The AUD/USD slipped this week following the Reserve Banks of Australia’s unsurprising decision to leave Australian Interest rates on hold at 1.5%.
Rates have remained static since the last August 2016 when rates were cut from 1.75%
Phillip Lowe the Governor of Th Reserve Bank of Australia delivered his thoughts on both global economic improvements as the economic scenarios facing Australia.
Lowe stated that overall condition in the global economy had improved citing that China, in particular, was seeing the benefits of continually improving infrastructure and development.
As the long-standing prime trading partner with Australia, the RBA will be encouraged by China’s continual investment and therefore need for raw materials and commodities. This being said Lowe also stated that he did anticipate longer-term contraction.
Australia’s terms of trade are expected to decline in the period ahead but remain at relatively high levels.
Whilst the Australian economies growth forecast remains largely unchanged, the Reserve Bank Australia anticipates GDP to pick up roughly 3% in the next few years.
Business conditions are positive and non-mining business investment has also increased.
Investment in Australian infrastructure is also now playing its part in the growth of the economy.

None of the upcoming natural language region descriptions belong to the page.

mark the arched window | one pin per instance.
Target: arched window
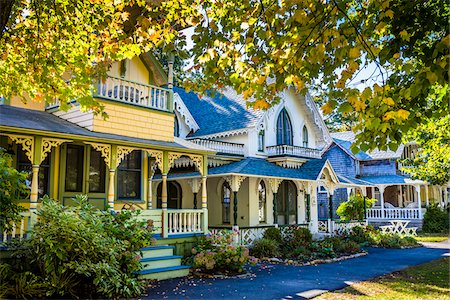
(284, 129)
(226, 202)
(305, 137)
(176, 127)
(262, 201)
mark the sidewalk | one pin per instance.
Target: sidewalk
(293, 282)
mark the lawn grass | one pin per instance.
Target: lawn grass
(427, 281)
(431, 237)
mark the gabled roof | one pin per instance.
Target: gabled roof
(390, 180)
(345, 139)
(223, 112)
(44, 122)
(311, 170)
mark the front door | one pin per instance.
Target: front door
(287, 203)
(83, 171)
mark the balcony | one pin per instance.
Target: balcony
(294, 151)
(221, 147)
(130, 92)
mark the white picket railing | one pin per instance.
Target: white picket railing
(293, 151)
(185, 221)
(219, 146)
(131, 92)
(19, 229)
(393, 213)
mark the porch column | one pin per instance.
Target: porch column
(164, 192)
(34, 188)
(381, 189)
(111, 190)
(419, 203)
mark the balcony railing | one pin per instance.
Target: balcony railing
(288, 150)
(221, 147)
(127, 91)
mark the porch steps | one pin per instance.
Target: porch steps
(158, 262)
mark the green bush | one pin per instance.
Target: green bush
(264, 248)
(273, 234)
(435, 220)
(84, 252)
(217, 254)
(301, 237)
(353, 209)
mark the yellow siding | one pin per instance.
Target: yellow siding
(135, 71)
(135, 122)
(17, 101)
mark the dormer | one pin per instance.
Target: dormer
(135, 100)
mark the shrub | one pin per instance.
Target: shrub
(301, 237)
(264, 248)
(435, 220)
(83, 252)
(273, 234)
(353, 209)
(216, 253)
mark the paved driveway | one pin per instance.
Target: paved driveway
(288, 282)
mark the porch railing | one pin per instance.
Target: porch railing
(280, 150)
(393, 213)
(130, 92)
(221, 147)
(19, 230)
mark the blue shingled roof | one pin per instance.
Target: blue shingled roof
(261, 167)
(386, 179)
(223, 112)
(352, 180)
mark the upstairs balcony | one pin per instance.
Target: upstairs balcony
(292, 151)
(130, 92)
(221, 147)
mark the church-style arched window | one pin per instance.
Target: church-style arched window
(262, 195)
(176, 127)
(284, 129)
(305, 137)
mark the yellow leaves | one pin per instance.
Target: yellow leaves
(405, 35)
(353, 53)
(388, 101)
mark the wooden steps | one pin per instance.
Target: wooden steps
(158, 262)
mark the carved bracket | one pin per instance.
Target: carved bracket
(274, 184)
(48, 144)
(27, 143)
(105, 150)
(158, 155)
(235, 181)
(122, 152)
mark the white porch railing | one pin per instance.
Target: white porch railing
(219, 146)
(19, 229)
(185, 221)
(293, 151)
(393, 213)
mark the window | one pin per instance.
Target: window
(262, 201)
(24, 165)
(176, 127)
(74, 168)
(97, 172)
(226, 202)
(284, 129)
(261, 141)
(129, 177)
(305, 137)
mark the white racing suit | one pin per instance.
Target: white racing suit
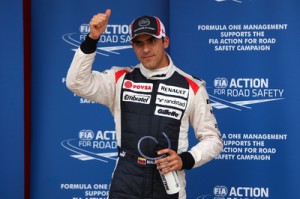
(148, 103)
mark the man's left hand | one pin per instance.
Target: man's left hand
(172, 162)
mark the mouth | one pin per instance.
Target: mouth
(147, 57)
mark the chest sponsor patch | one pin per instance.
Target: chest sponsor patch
(171, 101)
(168, 112)
(173, 90)
(141, 87)
(136, 97)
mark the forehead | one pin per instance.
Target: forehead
(143, 37)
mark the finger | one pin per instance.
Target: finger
(108, 12)
(163, 151)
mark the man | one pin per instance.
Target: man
(150, 100)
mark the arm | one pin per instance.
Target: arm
(206, 130)
(80, 78)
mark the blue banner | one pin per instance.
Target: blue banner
(246, 51)
(11, 100)
(74, 145)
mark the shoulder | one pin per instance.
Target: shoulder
(194, 82)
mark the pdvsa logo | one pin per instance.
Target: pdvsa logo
(141, 87)
(101, 145)
(238, 93)
(115, 38)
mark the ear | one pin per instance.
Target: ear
(166, 42)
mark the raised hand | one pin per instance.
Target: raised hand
(98, 24)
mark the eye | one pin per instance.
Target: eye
(137, 43)
(152, 40)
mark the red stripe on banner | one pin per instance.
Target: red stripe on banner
(27, 94)
(194, 86)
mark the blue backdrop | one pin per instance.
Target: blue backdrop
(247, 51)
(11, 100)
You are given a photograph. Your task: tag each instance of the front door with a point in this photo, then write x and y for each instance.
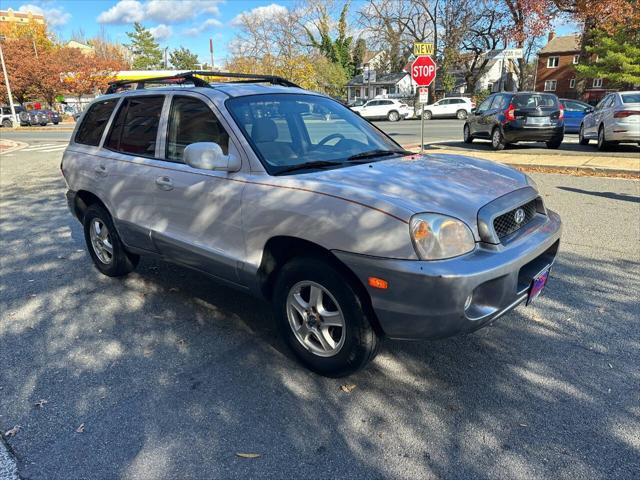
(201, 225)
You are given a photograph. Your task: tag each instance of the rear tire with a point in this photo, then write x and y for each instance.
(581, 139)
(466, 133)
(351, 346)
(104, 245)
(603, 145)
(555, 143)
(497, 140)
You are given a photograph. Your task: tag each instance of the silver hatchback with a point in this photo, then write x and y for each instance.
(351, 237)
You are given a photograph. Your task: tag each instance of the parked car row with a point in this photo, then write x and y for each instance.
(510, 117)
(29, 117)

With a key trading pair being the US Dollar, the appreciating AUD/USD has added pressure to the Australian economy. Key areas which have suffered include employment and output with the appreciating AUD/USD being blamed for slower growth and low inflation.

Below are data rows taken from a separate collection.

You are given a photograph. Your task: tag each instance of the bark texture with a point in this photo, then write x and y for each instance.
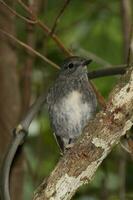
(9, 98)
(80, 163)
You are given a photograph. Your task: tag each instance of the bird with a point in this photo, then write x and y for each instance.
(71, 101)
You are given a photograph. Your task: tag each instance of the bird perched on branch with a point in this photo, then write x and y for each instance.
(71, 101)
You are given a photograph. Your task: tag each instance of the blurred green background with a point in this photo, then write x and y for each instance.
(90, 28)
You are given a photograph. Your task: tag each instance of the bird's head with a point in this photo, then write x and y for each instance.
(75, 65)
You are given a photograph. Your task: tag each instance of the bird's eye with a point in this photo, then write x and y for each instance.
(70, 65)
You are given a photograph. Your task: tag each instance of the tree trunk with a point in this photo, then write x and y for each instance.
(80, 163)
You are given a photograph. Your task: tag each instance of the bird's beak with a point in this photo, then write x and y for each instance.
(86, 62)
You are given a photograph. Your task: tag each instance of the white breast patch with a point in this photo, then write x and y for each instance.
(75, 108)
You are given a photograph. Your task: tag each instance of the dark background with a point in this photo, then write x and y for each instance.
(97, 29)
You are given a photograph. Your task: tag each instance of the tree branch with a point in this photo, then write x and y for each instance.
(80, 163)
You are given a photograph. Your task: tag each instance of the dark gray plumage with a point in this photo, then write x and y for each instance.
(71, 101)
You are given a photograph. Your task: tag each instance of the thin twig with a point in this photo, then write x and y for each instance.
(29, 48)
(57, 19)
(46, 29)
(17, 14)
(129, 49)
(107, 72)
(91, 55)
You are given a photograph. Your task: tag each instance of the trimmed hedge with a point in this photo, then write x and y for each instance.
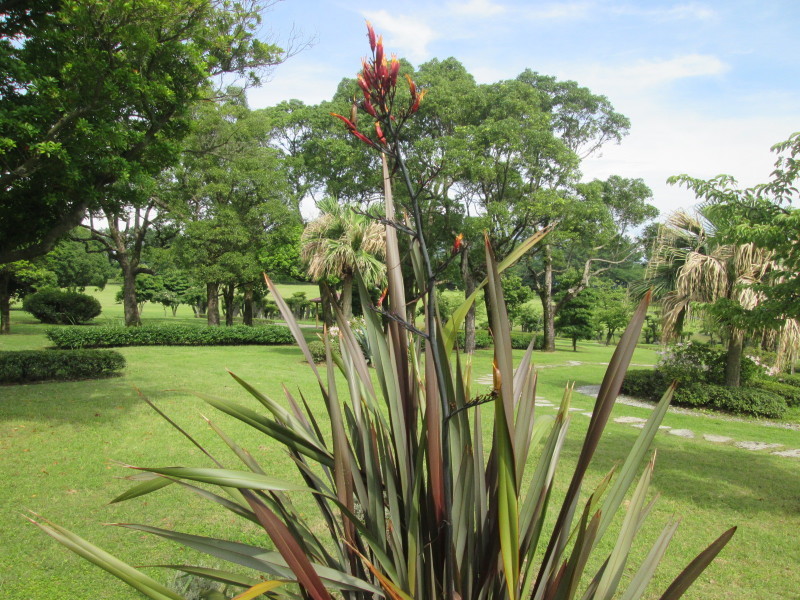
(61, 308)
(651, 385)
(788, 392)
(168, 335)
(789, 379)
(43, 365)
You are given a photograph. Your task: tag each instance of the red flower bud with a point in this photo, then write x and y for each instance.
(371, 36)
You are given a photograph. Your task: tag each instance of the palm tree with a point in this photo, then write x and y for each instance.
(691, 264)
(340, 242)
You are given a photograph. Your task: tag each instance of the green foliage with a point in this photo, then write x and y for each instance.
(79, 263)
(58, 365)
(168, 335)
(789, 379)
(755, 400)
(99, 91)
(644, 383)
(61, 308)
(412, 500)
(694, 362)
(790, 393)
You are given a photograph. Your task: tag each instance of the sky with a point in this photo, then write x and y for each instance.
(709, 87)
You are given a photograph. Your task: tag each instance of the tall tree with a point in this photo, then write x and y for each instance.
(341, 242)
(96, 91)
(692, 263)
(231, 193)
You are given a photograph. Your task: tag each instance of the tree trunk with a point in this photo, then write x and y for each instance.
(469, 288)
(5, 303)
(347, 297)
(129, 305)
(212, 304)
(227, 297)
(247, 315)
(733, 360)
(327, 313)
(546, 296)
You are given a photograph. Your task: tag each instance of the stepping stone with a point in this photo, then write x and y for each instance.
(629, 420)
(756, 445)
(717, 439)
(687, 433)
(790, 453)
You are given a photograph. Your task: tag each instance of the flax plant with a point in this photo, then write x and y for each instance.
(412, 500)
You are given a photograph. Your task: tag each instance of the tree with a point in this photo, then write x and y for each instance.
(78, 262)
(94, 92)
(764, 215)
(231, 194)
(340, 242)
(577, 318)
(691, 263)
(16, 280)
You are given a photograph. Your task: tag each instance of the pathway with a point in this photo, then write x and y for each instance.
(638, 422)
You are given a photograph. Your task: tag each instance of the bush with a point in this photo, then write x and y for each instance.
(789, 393)
(483, 339)
(693, 362)
(644, 383)
(169, 335)
(42, 365)
(520, 341)
(743, 401)
(317, 349)
(789, 379)
(61, 308)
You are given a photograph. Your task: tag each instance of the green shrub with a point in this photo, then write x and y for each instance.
(61, 308)
(168, 335)
(748, 401)
(483, 339)
(42, 365)
(317, 349)
(644, 383)
(789, 379)
(743, 401)
(789, 393)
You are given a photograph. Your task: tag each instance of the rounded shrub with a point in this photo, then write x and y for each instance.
(58, 365)
(61, 308)
(644, 383)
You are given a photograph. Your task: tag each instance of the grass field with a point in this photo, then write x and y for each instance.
(61, 445)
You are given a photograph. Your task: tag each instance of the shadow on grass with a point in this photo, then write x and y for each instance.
(711, 476)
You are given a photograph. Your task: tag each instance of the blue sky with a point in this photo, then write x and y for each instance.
(708, 86)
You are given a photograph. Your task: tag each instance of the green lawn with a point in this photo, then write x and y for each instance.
(61, 445)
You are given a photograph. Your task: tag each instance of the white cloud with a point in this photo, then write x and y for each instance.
(677, 12)
(642, 75)
(559, 11)
(406, 35)
(300, 79)
(476, 8)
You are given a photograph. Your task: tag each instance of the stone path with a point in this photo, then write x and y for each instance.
(638, 422)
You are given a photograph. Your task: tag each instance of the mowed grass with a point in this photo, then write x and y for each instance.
(62, 446)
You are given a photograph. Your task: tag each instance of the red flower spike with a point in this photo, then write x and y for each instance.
(362, 137)
(394, 69)
(379, 131)
(383, 296)
(379, 52)
(371, 36)
(459, 241)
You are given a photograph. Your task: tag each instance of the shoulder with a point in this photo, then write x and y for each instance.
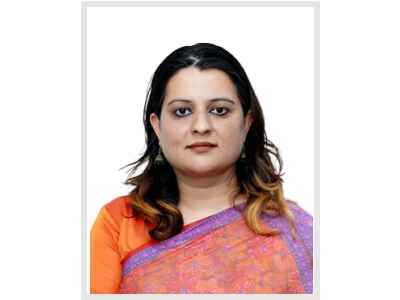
(300, 214)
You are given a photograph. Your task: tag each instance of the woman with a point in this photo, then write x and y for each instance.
(207, 214)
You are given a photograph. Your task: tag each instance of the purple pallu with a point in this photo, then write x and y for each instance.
(220, 254)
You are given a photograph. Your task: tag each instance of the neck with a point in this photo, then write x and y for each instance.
(205, 195)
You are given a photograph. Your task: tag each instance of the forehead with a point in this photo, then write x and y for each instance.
(200, 85)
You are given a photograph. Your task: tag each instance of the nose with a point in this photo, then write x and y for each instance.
(201, 123)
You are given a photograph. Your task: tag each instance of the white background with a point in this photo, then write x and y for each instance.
(41, 167)
(275, 46)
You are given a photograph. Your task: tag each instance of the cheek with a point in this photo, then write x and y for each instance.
(173, 134)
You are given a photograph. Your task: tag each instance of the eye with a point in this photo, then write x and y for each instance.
(221, 111)
(180, 112)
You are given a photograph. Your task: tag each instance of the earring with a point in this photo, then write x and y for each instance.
(243, 156)
(159, 159)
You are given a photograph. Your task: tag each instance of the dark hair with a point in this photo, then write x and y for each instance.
(155, 195)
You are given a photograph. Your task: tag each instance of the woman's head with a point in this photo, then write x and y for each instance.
(201, 93)
(201, 106)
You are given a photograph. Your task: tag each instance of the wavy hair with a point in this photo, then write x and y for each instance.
(155, 195)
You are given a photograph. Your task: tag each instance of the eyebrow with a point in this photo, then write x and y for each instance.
(211, 100)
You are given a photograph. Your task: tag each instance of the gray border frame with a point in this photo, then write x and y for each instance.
(316, 272)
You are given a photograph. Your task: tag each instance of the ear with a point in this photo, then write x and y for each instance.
(155, 123)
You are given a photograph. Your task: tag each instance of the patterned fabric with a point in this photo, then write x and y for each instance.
(220, 254)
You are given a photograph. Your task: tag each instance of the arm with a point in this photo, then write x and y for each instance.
(105, 266)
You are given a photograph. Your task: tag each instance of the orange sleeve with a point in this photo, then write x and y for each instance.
(105, 265)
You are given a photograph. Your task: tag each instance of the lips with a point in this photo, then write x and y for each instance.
(202, 144)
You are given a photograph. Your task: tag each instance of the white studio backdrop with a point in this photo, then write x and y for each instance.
(126, 44)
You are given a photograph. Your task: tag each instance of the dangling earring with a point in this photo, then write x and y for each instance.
(243, 155)
(159, 159)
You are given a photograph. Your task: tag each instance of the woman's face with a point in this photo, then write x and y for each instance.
(201, 106)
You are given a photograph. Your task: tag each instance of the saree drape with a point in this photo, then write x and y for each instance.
(220, 254)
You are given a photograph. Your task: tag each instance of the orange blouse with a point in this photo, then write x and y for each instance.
(112, 238)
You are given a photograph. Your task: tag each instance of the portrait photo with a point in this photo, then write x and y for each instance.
(200, 148)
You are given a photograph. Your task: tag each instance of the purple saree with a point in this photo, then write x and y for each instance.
(220, 254)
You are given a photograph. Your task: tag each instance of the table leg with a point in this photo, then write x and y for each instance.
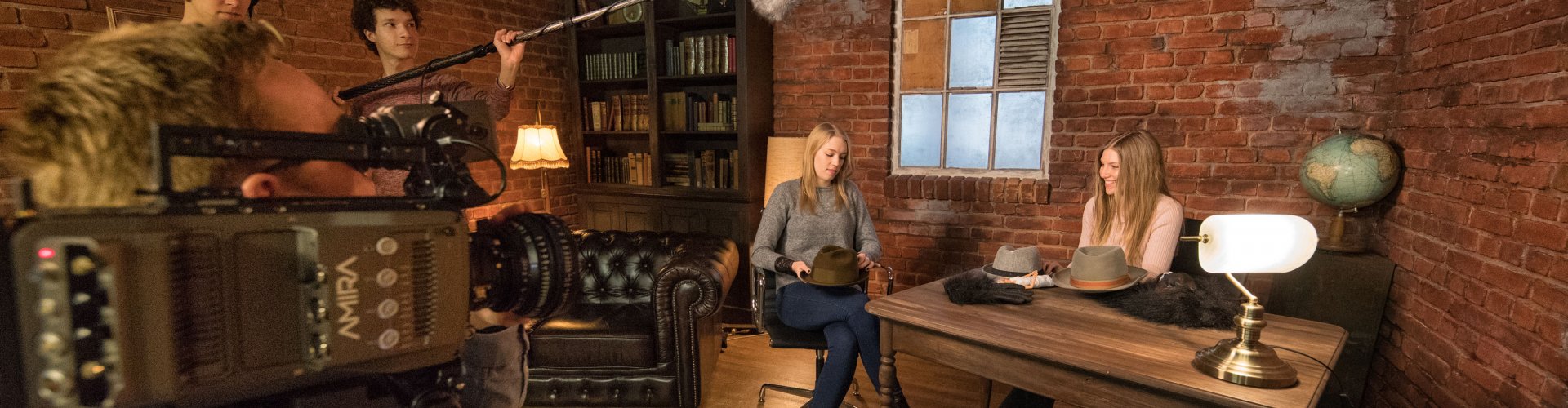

As with many countries, Australia is struggling with relatively low inflation. Touching upon this the Reserve Bank of Australia said that CPI in Australia was lower than desired. With the only real increases being seen in tobacco costs. The Bank admitted that inflation was likely to remain low for the foreseeable.
In the days that followed the AUD/USD weakened significantly with the pair moving from 0.7681 to a near three-month low of 0.7637. The wishes of the RBA potentially being listened to investors.
On Friday the plot thickened with the RBA releasing their quarterly monetary policy report in which they heavily revised inflation expectation. The bank anticipates inflation will remain below their ideal rate of 2%, sitting at 1.75% until the end of 2018. Before achieving between 2-3% in 2019. The report, without doubt, dictates longer-term interest rate decisions as the RBA wrestles with low inflation.